The `extract_type` parameter in `GraphExtractFlow.build_flow` determines the output structure. **Triples** mode extracts basic subject-predicate-object relationships without strict schema enforcement, while **property_graph** mode maps extracted entities to specific vertex labels and properties defined in the input schema, enabling complex property assignments and type validation.

### How does HugeGraph AI validate extracted entities against a predefined schema?

During the post-processing phase, the `extract_triples_by_regex_with_schema` method validates each extracted triple against the schema provided in `WkFlowInput`. It checks that vertex labels exist in the schema definition and that properties match allowed fields, filtering out invalid extractions before adding them to the final `vertices` and `edges` collections in `WkFlowState`.

### What LLM backends are compatible with the HugeGraph AI extraction pipeline?

The pipeline supports any LLM backend implementing the `BaseLLM` interface, configured through `get_chat_llm(llm_settings)` in [`hugegraph-llm/src/hugegraph_llm/models/llms/init_llm.py`](https://github.com/apache/incubator-hugegraph-ai/blob/main/hugegraph-llm/src/hugegraph_llm/models/llms/init_llm.py).
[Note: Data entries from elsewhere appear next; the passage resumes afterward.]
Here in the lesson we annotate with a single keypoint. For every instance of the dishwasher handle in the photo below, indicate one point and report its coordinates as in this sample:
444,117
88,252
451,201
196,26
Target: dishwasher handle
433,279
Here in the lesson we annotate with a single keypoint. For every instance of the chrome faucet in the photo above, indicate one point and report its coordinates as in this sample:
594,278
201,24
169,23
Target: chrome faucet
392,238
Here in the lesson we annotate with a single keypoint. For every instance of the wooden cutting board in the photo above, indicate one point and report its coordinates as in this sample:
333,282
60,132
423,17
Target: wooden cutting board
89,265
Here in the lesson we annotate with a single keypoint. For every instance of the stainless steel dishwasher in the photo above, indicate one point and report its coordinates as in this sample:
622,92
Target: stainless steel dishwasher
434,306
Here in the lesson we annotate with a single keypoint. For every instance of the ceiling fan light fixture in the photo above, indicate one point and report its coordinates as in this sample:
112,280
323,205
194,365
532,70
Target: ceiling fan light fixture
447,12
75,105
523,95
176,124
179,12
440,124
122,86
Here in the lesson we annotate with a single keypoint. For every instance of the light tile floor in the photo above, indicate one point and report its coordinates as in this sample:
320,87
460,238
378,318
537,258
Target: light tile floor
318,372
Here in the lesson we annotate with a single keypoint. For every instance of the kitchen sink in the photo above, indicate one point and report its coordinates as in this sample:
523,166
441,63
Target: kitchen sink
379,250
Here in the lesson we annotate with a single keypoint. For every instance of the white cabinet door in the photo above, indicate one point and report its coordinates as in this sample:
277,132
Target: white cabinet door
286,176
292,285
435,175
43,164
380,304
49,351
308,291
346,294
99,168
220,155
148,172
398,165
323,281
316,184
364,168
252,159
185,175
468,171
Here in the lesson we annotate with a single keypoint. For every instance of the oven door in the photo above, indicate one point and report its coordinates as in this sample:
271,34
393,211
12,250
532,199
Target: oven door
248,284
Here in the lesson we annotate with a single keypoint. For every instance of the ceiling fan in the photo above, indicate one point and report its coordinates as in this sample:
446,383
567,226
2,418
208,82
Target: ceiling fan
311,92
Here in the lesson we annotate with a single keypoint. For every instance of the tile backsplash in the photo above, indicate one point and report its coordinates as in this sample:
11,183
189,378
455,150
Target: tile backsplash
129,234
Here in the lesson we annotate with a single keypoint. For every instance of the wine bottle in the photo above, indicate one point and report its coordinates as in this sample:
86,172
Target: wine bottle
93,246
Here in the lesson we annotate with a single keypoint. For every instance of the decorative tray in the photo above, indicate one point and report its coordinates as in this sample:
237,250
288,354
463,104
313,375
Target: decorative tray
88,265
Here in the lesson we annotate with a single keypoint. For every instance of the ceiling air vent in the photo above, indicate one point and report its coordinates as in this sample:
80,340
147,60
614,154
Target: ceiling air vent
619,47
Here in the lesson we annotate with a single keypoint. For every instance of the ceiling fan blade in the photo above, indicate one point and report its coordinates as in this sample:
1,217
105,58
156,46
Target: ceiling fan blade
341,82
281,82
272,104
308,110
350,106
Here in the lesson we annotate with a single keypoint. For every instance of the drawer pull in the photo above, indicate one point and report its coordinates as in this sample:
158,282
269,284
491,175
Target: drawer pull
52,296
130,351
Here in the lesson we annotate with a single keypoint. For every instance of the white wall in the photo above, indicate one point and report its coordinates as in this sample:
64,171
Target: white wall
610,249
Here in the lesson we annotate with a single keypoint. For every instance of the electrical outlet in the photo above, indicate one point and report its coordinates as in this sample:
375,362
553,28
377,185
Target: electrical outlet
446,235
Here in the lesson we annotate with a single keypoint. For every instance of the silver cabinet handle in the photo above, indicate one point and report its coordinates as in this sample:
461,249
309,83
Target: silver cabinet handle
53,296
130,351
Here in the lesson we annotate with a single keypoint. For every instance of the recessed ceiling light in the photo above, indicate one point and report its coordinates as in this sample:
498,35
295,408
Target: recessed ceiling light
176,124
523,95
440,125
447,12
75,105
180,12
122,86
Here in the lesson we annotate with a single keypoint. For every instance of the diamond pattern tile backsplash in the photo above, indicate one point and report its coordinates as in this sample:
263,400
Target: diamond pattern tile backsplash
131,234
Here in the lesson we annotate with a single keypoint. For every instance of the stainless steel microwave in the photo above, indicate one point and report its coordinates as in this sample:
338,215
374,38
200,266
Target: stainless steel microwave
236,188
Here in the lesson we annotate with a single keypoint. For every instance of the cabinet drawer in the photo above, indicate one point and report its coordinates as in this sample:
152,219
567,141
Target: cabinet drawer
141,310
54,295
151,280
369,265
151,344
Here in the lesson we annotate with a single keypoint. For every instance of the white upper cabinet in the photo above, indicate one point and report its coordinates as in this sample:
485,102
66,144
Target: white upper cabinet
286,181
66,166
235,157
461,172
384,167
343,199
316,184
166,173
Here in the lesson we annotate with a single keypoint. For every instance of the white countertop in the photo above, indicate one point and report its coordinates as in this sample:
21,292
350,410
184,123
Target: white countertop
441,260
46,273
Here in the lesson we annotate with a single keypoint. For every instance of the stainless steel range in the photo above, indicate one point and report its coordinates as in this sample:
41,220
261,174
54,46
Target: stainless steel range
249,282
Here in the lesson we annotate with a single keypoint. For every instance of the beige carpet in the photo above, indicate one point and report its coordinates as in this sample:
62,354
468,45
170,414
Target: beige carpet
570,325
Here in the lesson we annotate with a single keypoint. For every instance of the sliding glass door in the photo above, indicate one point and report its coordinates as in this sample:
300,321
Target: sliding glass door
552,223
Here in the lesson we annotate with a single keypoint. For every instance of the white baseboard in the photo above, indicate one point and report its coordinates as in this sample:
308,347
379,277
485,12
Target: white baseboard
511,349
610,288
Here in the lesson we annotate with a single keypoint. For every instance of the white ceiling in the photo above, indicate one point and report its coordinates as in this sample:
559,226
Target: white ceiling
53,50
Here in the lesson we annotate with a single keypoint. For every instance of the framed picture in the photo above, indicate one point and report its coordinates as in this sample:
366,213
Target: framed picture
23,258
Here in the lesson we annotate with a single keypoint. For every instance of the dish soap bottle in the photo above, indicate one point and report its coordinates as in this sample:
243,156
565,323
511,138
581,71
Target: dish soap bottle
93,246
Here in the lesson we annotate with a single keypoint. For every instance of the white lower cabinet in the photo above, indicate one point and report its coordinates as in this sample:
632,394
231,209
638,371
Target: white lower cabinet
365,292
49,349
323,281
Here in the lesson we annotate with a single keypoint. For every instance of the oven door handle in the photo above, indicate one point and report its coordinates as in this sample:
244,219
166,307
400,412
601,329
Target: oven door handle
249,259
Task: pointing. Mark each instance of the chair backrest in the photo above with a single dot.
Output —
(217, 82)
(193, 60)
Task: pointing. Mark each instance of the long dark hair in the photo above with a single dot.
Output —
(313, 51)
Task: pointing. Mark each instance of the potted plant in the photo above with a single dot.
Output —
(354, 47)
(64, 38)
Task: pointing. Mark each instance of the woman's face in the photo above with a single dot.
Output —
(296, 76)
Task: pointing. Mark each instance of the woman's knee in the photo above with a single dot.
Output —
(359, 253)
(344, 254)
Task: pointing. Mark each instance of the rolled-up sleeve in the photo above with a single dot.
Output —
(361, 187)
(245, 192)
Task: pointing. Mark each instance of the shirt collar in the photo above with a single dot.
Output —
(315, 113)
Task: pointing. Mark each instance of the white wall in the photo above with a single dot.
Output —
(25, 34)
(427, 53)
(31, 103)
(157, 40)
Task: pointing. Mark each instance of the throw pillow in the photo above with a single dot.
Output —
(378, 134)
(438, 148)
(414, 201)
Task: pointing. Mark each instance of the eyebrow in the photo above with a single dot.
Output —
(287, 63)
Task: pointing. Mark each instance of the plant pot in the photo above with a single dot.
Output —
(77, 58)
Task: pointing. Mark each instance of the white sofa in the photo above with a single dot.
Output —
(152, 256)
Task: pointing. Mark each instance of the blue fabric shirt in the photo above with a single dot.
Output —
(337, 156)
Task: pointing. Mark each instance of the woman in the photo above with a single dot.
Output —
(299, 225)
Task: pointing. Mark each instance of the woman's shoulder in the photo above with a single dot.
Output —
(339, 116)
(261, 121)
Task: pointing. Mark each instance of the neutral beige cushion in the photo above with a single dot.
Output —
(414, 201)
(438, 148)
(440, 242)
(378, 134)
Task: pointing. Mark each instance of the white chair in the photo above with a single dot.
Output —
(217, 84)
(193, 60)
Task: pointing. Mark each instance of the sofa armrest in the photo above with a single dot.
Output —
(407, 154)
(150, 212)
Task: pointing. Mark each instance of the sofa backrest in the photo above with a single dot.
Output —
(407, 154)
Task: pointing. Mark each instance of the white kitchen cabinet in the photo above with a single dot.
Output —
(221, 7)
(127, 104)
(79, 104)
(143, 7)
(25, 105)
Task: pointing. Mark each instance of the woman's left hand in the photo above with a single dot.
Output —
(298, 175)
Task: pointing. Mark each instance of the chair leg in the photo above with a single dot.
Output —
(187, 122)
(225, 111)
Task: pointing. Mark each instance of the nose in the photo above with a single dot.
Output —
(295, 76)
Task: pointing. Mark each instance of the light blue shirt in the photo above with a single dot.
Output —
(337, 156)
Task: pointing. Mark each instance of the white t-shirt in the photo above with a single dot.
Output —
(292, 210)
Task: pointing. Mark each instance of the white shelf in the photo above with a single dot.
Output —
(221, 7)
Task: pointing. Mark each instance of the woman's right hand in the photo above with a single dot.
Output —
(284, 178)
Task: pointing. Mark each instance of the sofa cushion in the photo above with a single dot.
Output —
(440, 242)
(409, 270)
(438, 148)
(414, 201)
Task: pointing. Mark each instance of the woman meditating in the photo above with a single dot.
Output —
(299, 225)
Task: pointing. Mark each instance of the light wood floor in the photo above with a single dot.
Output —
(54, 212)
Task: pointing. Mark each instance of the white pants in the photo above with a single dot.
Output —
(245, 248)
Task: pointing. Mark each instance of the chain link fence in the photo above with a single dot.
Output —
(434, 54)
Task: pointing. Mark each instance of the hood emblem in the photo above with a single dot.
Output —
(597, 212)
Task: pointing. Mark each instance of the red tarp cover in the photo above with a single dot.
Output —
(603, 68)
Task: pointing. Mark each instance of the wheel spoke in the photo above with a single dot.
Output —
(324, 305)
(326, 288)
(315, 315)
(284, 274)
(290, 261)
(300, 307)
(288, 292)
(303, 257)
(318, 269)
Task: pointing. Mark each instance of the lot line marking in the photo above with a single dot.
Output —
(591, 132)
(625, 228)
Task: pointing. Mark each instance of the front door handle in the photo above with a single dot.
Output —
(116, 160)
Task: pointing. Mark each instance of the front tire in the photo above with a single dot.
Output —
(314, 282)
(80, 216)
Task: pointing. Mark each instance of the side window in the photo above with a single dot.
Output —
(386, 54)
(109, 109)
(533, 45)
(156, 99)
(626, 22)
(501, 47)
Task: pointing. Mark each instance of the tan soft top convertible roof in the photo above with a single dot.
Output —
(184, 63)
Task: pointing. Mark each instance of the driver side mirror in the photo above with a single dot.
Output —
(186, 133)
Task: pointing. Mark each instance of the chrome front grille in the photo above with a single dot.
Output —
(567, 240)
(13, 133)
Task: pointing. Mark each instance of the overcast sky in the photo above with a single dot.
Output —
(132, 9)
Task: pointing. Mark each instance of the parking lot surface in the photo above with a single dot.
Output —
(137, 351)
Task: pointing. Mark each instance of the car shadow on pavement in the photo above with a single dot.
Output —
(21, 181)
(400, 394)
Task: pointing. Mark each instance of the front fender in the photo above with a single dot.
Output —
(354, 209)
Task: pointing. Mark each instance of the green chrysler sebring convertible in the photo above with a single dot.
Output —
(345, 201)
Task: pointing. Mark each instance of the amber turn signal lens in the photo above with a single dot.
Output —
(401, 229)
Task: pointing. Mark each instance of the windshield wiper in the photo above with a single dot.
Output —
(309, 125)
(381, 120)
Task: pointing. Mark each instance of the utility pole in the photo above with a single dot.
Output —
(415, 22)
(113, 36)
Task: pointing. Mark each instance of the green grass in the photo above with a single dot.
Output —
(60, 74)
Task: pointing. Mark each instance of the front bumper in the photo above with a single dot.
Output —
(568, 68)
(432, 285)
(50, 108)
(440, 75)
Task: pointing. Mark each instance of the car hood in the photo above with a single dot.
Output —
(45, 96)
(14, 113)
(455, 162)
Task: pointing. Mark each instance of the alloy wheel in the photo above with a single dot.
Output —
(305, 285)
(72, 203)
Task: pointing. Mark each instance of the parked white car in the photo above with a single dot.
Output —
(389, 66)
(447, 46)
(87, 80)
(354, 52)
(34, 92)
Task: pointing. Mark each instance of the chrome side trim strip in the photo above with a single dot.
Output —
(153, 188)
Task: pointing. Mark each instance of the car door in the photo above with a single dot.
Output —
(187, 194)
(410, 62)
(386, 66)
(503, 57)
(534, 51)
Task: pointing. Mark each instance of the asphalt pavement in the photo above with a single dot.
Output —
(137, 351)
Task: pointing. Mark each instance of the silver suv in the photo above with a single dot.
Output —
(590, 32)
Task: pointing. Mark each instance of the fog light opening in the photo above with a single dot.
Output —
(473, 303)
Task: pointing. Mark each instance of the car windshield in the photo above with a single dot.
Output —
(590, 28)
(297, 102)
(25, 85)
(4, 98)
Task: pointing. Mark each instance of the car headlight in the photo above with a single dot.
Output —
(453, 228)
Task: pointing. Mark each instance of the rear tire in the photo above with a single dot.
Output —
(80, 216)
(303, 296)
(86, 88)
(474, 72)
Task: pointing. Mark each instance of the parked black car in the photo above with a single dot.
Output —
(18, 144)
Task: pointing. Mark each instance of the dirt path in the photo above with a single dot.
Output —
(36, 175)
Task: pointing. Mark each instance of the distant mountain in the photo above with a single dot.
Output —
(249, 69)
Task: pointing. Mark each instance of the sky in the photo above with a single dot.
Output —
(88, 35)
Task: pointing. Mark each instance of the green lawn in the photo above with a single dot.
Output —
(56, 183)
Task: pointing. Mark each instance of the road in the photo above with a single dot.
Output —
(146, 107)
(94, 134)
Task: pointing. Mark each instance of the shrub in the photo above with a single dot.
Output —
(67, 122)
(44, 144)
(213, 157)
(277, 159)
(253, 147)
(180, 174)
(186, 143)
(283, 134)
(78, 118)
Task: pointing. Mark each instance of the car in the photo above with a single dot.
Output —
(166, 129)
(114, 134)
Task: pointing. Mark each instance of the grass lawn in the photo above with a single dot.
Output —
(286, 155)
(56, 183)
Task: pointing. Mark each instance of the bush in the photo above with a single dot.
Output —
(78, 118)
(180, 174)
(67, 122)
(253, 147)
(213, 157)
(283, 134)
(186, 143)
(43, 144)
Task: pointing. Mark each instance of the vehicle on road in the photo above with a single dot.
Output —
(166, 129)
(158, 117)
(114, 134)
The `ExtractNode` initializes the LLM client during `node_init`, allowing integration with OpenAI, local models, or custom API endpoints without modifying the core extraction logic.

### How does the pipeline handle large documents that exceed LLM token limits?

The `ChunkSplitNode` in [`hugegraph-llm/src/hugegraph_llm/nodes/document_node/chunk_split.py`](https://github.com/apache/incubator-hugegraph-ai/blob/main/hugegraph-llm/src/hugegraph_llm/nodes/document_node/chunk_split.py) automatically segments large documents into paragraph-level chunks using `ChunkSplitter`. Each chunk processes independently through the LLM extraction phase, with results aggregated into the shared `WkFlowState`, ensuring scalable processing of documents regardless of length.